# N scale layout question



## Ghostscale (Feb 23, 2010)

I am trying to work out the design on my n scale table I am setting up. My dilemma is that I have only so much space. My layout size is "L" shaped, the bottom of the "L" is 3 1/2' x 4' and the top of the "L" is 5' x 2 1/2'. I have never done a full setup with N scale (just basic circle setups), and I have been considering flex track for the bulk of the setup since I will have some tight turns and inclined rails. I have been told flex is the best for these types of layouts.

My main issue I am told, would be that if I am running a Kato train I should run Kato track only. Is this always true for a train? I have not found any Kato flex track. So would it be possible to use flex with kato track?

Thanks for any help


----------



## tankist (Jun 11, 2009)

basically the question is how high your rail is - code 83, 55 (sometimes even 40 for N) vs depth of the flanges. if Katos require higher code rail, they will run on any brand as long as it is at least that required code. otherwise flanges hit the ties.

also i'd be very careful in bends and grade transitions. yes you can bent it easily but make sure you not creating impossible radius. even easier to screw up then in larger scales i hear


----------



## Ghostscale (Feb 23, 2010)

That makes sense Tank, thanks. I have no purchased the track yet since the table is not yet built. I should start the table within a couple weeks, after I draw out the track design then I will look at the track.

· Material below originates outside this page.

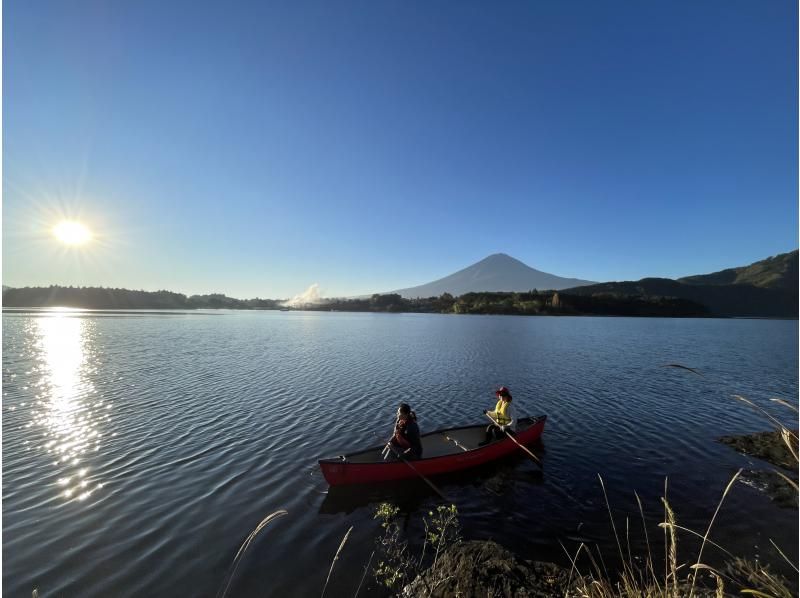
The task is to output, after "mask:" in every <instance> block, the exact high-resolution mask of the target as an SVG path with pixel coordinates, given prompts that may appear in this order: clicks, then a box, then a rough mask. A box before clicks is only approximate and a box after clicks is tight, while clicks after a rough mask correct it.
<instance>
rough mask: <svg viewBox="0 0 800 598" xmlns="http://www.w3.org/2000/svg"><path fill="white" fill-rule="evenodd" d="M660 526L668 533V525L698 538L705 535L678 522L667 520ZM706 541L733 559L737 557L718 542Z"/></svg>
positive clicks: (658, 526)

Where do you find the rail code? I am looking on line at kato right now and cannot seem to find rail codes anywhere. Also I did manage to find some flex that looks like Kato makes.


----------



## Brakeman Jake (Mar 8, 2009)

OK...there are a few questions that you are looking for answers to.First,let's clear one...it's not true that Kato locos only run on Kato track,the same for Atlas locos that don't need Atlas track either.However,there may be some restrictions that relate more to the loco's age than their brands.If you want to run older locos with deeper wheel flanges,you'll need code 80 tracks (whatever brand) but if you are to run exclusively newer locos then your choice of track is less restrictive as they'll run on code 55 just as well,being equipped with thinner wheel flanges.If you try to run older locos on Atlas code 55 track,wheel flanges will likely hit the spikes.An exception though is Peco C55 wich is in fact C80 track buried deeper in the ties to look somewhat like C55 but will still allow deeper flanges.This is my personal choice since I have a collection of older steamers but I have to say that Atlas C55 looks much better.In a word,C80 is the "anything goes" code while code 55 may be more of a problem.
I have installed both Atlas and Peco C80 flextrack and like them both.Atlas has only one sliding rail (always install inside the curves) but have those useful small holes every few ties to nail them down wich Peco don't have.On the other hand,Peco turnouts are quite rugged.Well installed,they'll operate flawlessly for years and can be equipped with their own twin-coil motors wich are strong and reliable too.
There are other brands of tracks,but I couldn't comment them as I have never used any of them.It is obvious that you don't know much about tracks,so I suggest that you take your time to investigate the subject carefully before buying.Good trackage makes your layout and this is the area where shortcuts or savings usually don't pay on the long run.Quality means economy.


----------



## Ghostscale (Feb 23, 2010)

Will do Brakeman. And yes, I am new to this hobby, and tracks I know very little about. But I will definitely do my research when it comes to the tracks. The info you guys have provided has been extremely helpful.


----------